La religión de Cristo eleva al que la recibe a un nivel superior de pensamiento y acción, al mismo tiempo que presenta a toda la especie humana como igual objeto del amor de Dios, habiendo sido comprada por el sacrificio de su Hijo. A los pies de Jesús, los ricos y los pobres, los sabios y los ignorantes, se encuentran, sin diferencia de casta o de preeminencia mundanal. Todas las distinciones terrenas son olvidadas cuando consideramos a Aquel que traspasaron nuestros pecados. La abnegación, la condescendencia, la compasión infinita de Aquel que está muy ensalzado en el cielo, avergüenzan el orgullo de los hombres, su estima propia y sus castas sociales. La religión pura y sin mácula manifiesta sus principios celestiales al unir a todos los que son santificados por la verdad. Todos se reúnen como almas compradas por sangre, igualmente dependientes de Aquel que las redimió para Dios (Obreros evangélicos, p. 345).

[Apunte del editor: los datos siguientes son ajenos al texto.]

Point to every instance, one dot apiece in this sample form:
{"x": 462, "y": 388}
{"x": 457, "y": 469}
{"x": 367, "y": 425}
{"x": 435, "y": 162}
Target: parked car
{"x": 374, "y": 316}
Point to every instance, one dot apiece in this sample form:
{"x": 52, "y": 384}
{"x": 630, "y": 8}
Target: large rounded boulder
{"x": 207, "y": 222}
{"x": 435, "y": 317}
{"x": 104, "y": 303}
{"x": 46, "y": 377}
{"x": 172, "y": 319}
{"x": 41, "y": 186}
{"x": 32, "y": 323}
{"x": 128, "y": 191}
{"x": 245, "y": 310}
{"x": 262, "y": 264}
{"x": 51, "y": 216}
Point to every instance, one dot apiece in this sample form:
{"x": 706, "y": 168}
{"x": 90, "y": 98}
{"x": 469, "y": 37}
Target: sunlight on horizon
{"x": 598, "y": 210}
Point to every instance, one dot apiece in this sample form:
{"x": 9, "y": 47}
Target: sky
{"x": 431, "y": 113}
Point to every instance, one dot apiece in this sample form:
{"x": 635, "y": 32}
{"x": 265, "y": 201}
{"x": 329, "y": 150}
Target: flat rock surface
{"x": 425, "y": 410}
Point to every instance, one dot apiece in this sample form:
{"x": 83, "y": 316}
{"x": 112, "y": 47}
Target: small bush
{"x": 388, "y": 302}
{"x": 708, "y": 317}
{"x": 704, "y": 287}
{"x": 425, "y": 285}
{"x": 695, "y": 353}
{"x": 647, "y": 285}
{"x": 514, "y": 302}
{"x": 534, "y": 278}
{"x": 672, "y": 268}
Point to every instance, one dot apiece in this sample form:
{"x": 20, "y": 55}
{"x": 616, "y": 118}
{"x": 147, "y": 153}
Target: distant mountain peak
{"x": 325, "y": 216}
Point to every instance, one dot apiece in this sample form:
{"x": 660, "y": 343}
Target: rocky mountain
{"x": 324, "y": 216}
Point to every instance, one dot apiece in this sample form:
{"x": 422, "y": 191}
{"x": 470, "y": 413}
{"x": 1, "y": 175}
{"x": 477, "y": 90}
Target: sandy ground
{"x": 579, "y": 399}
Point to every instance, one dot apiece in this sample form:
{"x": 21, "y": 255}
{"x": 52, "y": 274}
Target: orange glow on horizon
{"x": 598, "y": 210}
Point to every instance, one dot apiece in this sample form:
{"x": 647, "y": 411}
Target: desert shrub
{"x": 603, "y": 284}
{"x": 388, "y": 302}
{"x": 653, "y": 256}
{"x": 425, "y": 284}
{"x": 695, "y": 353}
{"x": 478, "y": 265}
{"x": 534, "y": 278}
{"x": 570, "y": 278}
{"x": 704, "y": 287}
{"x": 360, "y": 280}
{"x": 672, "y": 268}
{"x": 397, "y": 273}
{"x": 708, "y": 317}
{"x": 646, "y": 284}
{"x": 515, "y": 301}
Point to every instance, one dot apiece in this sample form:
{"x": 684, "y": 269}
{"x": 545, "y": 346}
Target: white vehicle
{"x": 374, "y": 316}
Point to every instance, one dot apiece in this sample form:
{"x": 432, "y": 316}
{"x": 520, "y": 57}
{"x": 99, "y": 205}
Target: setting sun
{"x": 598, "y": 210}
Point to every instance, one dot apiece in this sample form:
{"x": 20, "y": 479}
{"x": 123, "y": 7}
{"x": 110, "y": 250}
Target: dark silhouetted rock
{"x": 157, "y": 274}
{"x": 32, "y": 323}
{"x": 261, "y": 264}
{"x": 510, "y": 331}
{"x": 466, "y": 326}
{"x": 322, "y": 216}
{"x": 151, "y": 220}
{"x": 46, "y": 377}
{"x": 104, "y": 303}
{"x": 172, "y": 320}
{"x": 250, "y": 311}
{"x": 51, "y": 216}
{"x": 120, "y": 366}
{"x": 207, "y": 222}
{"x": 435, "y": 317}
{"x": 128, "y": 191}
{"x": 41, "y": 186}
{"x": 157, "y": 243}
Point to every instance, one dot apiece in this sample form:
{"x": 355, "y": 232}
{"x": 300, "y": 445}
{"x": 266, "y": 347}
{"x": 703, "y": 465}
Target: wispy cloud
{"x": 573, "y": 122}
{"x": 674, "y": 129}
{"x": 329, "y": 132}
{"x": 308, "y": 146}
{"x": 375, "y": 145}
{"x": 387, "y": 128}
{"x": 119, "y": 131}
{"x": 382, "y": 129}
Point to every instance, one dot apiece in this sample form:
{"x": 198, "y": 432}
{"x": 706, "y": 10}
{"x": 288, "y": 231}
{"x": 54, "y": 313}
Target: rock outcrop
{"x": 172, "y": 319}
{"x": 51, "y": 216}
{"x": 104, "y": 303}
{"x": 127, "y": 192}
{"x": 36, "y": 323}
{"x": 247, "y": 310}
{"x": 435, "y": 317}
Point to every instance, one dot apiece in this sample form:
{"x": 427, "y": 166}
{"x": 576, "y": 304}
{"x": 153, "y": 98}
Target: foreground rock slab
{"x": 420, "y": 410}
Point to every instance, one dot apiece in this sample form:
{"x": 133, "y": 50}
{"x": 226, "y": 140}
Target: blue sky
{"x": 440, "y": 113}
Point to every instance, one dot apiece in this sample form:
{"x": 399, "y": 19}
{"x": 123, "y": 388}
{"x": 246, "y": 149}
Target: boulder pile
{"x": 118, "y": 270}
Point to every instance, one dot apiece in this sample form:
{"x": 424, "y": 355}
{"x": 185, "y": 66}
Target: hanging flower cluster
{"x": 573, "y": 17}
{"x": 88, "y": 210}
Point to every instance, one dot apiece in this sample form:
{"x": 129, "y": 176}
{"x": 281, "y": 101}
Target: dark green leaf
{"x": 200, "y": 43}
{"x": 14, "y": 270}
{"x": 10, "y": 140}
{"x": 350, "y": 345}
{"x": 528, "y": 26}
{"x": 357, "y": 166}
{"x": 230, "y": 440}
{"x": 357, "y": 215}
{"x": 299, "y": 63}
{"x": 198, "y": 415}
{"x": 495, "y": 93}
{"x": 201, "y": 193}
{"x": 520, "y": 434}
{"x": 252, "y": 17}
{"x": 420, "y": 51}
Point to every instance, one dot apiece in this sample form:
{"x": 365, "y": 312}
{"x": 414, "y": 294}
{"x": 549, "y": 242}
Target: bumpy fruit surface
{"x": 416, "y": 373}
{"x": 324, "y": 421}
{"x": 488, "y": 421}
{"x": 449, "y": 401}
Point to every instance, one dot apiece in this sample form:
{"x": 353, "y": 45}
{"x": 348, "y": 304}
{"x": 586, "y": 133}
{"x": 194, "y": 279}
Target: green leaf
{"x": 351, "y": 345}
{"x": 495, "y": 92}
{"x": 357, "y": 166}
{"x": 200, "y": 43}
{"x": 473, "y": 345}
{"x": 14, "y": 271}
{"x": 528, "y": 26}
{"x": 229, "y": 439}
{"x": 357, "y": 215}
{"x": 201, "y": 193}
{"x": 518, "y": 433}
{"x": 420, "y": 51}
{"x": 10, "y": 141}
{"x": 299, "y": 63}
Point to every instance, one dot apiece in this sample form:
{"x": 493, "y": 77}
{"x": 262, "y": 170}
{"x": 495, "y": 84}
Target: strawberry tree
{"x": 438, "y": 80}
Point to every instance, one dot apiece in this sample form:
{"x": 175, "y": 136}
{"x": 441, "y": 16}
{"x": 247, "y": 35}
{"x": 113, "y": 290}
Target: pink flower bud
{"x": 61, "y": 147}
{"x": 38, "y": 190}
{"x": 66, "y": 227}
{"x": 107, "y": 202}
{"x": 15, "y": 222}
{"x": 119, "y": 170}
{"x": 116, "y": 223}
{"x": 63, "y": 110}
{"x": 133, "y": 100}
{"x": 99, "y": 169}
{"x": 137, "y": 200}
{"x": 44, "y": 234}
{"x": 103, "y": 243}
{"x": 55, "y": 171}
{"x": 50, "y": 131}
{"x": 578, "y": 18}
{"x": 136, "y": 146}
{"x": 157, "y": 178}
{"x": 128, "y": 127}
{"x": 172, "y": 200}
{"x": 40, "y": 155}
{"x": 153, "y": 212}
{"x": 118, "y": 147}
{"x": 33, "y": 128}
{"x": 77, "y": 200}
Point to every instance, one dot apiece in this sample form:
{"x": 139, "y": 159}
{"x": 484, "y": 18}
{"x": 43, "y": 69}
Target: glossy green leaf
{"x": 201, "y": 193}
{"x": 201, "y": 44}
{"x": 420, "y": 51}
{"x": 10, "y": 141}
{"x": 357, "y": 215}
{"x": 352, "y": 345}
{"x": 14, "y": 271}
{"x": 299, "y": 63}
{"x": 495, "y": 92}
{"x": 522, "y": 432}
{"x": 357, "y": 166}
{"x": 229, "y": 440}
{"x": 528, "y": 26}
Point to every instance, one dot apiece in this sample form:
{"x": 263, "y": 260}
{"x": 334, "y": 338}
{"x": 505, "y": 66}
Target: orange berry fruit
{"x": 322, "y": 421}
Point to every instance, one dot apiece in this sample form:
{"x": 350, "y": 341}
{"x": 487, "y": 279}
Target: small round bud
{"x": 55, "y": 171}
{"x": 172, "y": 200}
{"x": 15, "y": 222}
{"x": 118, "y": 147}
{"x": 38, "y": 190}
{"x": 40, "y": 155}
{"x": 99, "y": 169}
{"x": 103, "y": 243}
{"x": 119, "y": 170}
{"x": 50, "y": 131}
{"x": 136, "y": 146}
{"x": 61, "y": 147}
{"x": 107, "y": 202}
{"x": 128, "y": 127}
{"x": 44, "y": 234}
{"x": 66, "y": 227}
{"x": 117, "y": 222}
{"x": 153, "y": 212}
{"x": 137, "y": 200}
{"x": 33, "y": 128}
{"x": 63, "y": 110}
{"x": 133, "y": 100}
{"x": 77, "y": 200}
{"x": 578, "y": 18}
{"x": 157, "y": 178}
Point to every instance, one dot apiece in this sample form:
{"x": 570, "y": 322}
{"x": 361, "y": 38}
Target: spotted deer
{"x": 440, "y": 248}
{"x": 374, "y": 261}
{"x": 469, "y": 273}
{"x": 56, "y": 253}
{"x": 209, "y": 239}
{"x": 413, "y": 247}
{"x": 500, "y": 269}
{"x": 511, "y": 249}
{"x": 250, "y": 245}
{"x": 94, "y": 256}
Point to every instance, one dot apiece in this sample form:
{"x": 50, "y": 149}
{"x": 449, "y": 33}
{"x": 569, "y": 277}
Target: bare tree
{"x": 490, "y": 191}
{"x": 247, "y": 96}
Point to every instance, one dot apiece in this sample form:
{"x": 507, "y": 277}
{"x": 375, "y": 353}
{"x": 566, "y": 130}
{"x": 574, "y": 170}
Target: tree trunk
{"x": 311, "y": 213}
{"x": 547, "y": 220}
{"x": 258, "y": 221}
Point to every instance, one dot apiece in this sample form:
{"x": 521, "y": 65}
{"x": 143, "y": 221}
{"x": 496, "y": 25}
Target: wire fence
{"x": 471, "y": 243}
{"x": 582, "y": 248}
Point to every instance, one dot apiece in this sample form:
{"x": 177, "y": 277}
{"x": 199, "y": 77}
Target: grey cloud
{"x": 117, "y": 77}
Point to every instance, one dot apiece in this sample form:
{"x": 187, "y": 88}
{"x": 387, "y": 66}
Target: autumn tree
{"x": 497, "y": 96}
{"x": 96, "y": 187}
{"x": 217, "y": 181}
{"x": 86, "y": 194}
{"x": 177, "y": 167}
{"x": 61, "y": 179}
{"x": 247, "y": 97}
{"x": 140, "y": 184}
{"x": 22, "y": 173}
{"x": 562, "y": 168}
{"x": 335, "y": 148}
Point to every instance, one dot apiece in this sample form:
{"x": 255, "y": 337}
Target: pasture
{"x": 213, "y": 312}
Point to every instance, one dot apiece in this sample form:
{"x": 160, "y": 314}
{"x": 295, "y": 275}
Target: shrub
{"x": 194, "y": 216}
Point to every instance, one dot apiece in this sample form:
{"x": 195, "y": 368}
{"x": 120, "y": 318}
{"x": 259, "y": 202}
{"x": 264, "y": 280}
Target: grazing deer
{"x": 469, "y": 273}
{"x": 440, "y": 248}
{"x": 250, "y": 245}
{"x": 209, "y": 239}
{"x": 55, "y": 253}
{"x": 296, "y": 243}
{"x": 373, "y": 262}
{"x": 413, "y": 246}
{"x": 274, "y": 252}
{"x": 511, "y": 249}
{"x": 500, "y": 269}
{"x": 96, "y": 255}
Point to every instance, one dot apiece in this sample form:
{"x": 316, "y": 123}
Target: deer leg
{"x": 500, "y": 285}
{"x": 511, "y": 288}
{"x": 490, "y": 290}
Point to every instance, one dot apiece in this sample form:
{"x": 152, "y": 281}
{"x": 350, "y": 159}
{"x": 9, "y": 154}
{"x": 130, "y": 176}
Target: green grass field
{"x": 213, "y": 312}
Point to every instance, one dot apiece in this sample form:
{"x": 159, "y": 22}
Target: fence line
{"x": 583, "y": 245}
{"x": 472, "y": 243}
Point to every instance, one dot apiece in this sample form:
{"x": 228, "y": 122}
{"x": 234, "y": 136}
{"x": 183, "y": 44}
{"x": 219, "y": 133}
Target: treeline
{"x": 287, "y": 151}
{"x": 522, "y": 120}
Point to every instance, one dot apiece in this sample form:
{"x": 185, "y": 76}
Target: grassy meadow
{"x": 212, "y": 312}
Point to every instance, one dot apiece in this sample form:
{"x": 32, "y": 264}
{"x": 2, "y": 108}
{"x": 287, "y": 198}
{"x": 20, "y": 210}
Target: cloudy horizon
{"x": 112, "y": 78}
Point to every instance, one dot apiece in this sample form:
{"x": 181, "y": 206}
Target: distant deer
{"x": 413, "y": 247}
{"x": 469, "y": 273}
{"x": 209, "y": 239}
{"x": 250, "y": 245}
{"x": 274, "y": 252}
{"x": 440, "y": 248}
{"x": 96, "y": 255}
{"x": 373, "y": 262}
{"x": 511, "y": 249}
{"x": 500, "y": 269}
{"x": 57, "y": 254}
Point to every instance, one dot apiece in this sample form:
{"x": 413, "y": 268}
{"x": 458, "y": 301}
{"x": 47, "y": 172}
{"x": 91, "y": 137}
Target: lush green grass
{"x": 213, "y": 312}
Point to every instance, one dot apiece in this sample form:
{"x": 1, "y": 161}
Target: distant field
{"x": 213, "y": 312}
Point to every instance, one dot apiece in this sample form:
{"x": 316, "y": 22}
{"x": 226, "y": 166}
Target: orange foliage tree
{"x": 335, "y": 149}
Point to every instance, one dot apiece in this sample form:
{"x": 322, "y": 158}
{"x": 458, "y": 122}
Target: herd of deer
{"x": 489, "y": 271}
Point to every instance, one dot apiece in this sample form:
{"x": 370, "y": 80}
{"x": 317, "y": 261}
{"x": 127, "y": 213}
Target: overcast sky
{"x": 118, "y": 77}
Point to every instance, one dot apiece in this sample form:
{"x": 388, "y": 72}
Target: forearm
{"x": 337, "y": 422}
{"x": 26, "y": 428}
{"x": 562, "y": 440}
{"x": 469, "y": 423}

Vanos eran los esfuerzos de Satanás para destruir la iglesia de Cristo por medio de la violencia. La gran lucha en que los discípulos de Jesús entregaban la vida, no cesaba cuando estos fieles portaestandartes caían en su puesto. Triunfaban por su derrota. Los siervos de Dios eran sacrificados, pero su obra seguía siempre adelante. El evangelio cundía más y más, y el número de sus adherentes iba en aumento... Miles de cristianos eran encarcelados y muertos, pero otros los reemplazaban. Y los que sufrían el martirio por su fe quedaban asegurados para Cristo y tenidos por él como conquistadores. Habían peleado la buena batalla y recibirían la corona de gloria cuando Cristo viniese. Los padecimientos unían a los cristianos unos con otros y con su Redentor (El conflicto de los siglos, pp. 39, 40).